Et elle s'exécute pour détourner l'attention des autres.
- Aparté: (tiens, ça faisait longtemps!) Là, j'ai eu une scène de "Frankenstein Junior" de Mel Brooks qui est venue subitement "parasiter" l'ambiance morbide et gothique à souhait de l'apparition fantomatique.
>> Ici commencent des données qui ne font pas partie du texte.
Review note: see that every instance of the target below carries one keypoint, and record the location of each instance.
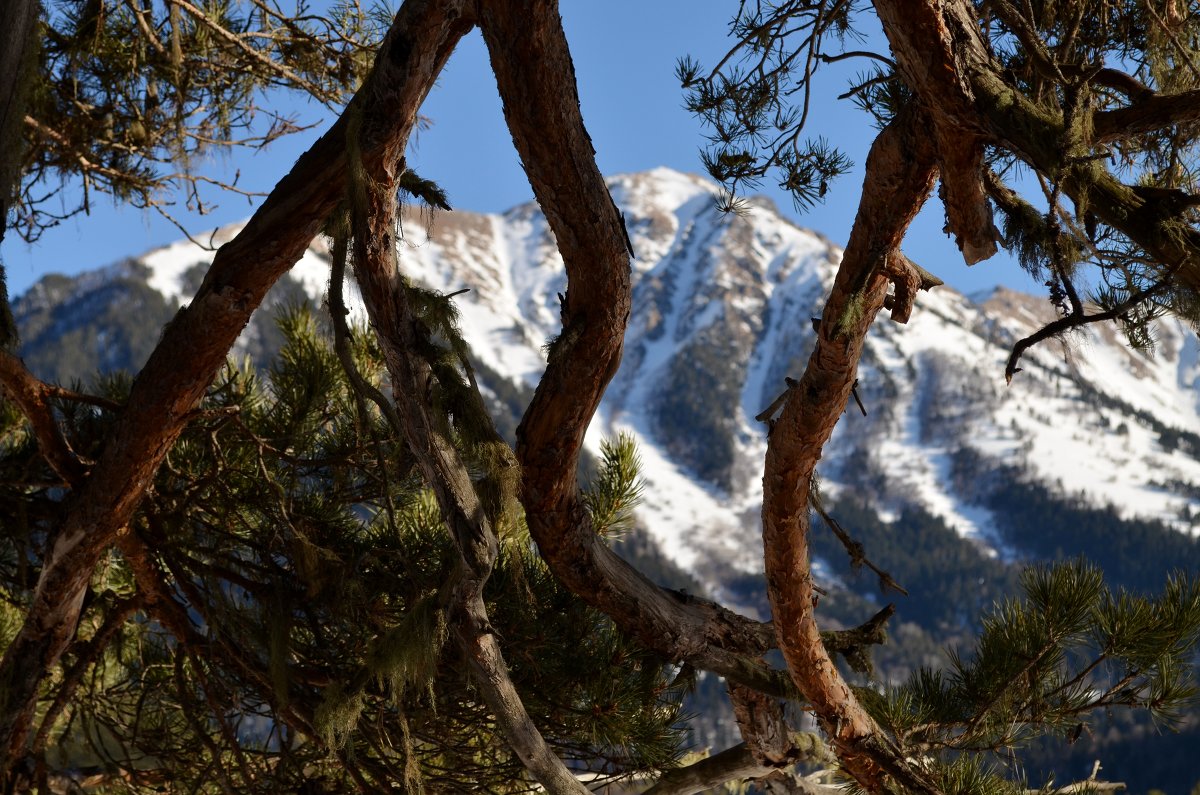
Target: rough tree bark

Je ne sais pas si vous l'avez vu, mais quand la créature est exhibée par le prof devant un public choisi, elle le fait sur un numéro de claquettes (chanson à l'origine fredonnée par Clark Gable d'ailleurs), le flash à magnésium lui ayant giclé dans les mirettes, il bugue et Frankenstein junior s'escrime à détourner le regard du public en tricotant comme un malade mental des gambettes (j'ai même le vinyl avec les dialogues originaux et les bruitages, même si je ne cause pas anglais, je suis toujours bidonnée parce que je revois les images!) - fin de l'aparté, juste pour signaler mes "chtonks!" intempestifs, comme d'habitude!
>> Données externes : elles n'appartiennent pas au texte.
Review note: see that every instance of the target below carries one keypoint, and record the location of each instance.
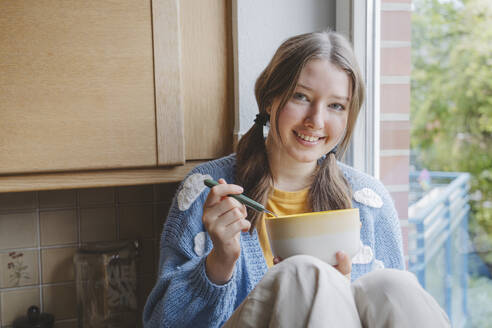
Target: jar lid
(34, 319)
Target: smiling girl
(215, 257)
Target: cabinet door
(76, 85)
(208, 86)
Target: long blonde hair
(329, 189)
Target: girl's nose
(314, 118)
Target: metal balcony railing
(438, 239)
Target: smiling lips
(308, 138)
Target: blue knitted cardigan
(184, 296)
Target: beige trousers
(303, 291)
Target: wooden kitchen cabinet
(105, 85)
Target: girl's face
(314, 120)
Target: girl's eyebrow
(339, 98)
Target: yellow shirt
(281, 203)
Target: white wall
(260, 26)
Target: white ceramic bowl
(320, 234)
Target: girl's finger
(218, 192)
(221, 208)
(236, 227)
(344, 263)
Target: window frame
(360, 22)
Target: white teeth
(307, 138)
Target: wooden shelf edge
(94, 179)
Au beau milieu d'une reprise du refrain par le choeur, l'ectoplameux réapparaît et Macbeth refait un arrêt sur image :
"Cornegidouille de patafiole, le r'voilà! Sale mine le pauvre! Mais il me tire toujours la gueule! S'il avait des kalachnikov visées à la place des mirettes, je serais fusillé sur place! Pourtant j'en ai vu d'autres!" - (ici il parle de tigres et de panthères qui ne lui fichent même pas la peau ansérine, comme si c'était locale cette faune entre parenthèse!) - "Mais là, c'est le pompon! Vous verriez la tronche de sépulcreux qu'il se paie, vous rigoleriez moins de mon pétage de plomb! Re-m... il vient de filer!
- J'me tape la honte par ta faute! - grince sa Lady, entre deux sourires de politesses aux invités - Qu'est-ce qui m'a fichu un pareil pétochard qui mouille son slip-kangourou rien qu'en voyant un copain de Casper! - (moins rigolard tout de même!)? Combien de fois je vais devoir te seriner qu'il est mort et enterré! Alors tes délires sur son fantôme tu me les épargnes!
- Misère! - ponctue le choeur et Macduff (premier et unique couplet de l'acte pour lui, cool non?) Mais ça sent le roussi tout de même! Il a tout l'air d'un mec qui a fait un tour de cochon, on dirait que ça le travaille... méfiance.... y a de la fumée sous roche! (pour avoir l'explication de ce bidouillage de proverbes "anguille sous roche" et "fumée sans feu", visez de ce côté)
Et l'acte se termine sur une fiesta ruinée côté ambiance et des invités en train de se poser de sacrées questions pendant que le héros se fait secouer comme un prunier pas sa meuf pour lui décoller la pulpe du fond parce que y'en a marre de péter les plombs pour un oui ou un non (pour vous dire comme le trucidouillage était monnaie courante à l'époque!)
Je vous laisse pour aujourd'hui et on verra plus tard pour les deux derniers actes (dont le suivant bien entamé question longueur par un ballet de sorcières pas "descriptivement" facile-facile à narrer vu que ça manque sévèrement de paroles, mais ça fera ça de moins à écrire... et à lire n'est-ce pas?)
Bonne journée et à plus
La dragonne
*Une "charrette renversée" souvenez-vous, c'est comme ça que ma mère adoptive appelait une conversation qu'on entame dans la rue avec une connaissance et qui nous retarde pour les courses ou le retour à la maison pour préparer le rata - elle en rencontrait souvent d'ailleurs, heureusement pour nous que c'était son mari qui était aux fourneaux!